Somehow, in all the revisions, the structure has become top-heavy. Skimming those chapters or laying them out in a shrunken manuscript revealed that several scenes repeated; there was escalation with each repetition, so it wasn’t all bad. Still, I wondered if I could cut a considerable chunk from the first section.
Today, I cut 2000 words! Hurrah!
But, with a sinking feeling, I realized that it is still top-heavy. Could I stand to cut another 8000 words? Probably not. That would gut too much of the emotion and story.
Restructure the 3 Acts
The only answer then, is that I must restructure the story, must think about it differently, set it up differently. Fortunately, there are 29 plot variations or plot templates and at least three types of character arcs. Will one of those work?

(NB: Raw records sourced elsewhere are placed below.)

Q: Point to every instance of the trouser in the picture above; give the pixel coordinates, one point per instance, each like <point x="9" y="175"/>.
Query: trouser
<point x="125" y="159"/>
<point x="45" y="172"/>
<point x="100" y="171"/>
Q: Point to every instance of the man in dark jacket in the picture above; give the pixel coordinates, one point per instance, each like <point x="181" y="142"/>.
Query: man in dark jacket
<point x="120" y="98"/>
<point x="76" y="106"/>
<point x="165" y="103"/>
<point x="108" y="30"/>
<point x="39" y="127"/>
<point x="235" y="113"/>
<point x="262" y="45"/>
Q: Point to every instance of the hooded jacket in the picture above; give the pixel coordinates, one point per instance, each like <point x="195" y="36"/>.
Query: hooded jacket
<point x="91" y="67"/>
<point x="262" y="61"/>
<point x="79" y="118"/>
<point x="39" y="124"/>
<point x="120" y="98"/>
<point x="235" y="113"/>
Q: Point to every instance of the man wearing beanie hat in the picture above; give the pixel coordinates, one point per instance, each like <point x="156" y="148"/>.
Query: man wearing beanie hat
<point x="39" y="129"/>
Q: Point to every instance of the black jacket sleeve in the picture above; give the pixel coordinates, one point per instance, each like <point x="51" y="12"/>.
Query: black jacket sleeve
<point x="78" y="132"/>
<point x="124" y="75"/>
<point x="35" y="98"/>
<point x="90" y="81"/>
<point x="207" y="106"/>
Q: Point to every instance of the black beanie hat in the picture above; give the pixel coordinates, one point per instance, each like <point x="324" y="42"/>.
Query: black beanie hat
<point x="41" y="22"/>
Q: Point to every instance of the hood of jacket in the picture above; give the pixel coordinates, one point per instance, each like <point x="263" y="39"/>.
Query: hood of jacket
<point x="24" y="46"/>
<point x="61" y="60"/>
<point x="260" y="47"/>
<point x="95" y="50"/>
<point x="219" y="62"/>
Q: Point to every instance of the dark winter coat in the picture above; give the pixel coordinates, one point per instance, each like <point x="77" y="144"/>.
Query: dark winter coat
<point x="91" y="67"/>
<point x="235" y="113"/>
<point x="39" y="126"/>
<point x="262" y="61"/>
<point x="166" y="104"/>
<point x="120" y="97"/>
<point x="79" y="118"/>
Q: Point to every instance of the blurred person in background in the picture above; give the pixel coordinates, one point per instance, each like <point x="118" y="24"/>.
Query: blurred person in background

As is, it’s set up as a quest: now in a quest, there should be character growth and often what the character sets out to discover is not what they need, not what they find. But it’s that definitely stepping into a “new world” that is bothering me in this story. The new world can’t be the fantasy world they find in the story because that now comes at about halfway through the story.
IF I consider this a story about maturation, and not a quest, then the current structure is very close. At page 21, out of 80 (single spaced, small font—just the way I like to work; I will reformat before I send it out), there is a first step of defiance of Father, a step into the world of adulthood, if you will. That’s about the 25% point and works perfectly. Likewise, the rest of the plot points fall into line.
Making this type shift is subtle: it’s not about the plot or actions, per se. Instead, it’s about setting up expectations in a reader’s mind. They intuitively understand this deep structure of dividing a story into acts, and subconsciously expect it to happen. If I set up the story, with subtle word changes, as a story of maturation, I think it will work. That crucial transition from Act 1 to Act 2 will be the move into the world of adulthood, of being responsible for your own actions, of defying parents and doing what you think is best. Act 2 will be the various problems encountered when you attempt to do things on your own, and Act 3 is the result of those actions.
My next task is to comb through the first twenty pages or so and make sure this structure is set up.
P.S. I’m still glad I cut those 2000 words. They were dead wood anyway.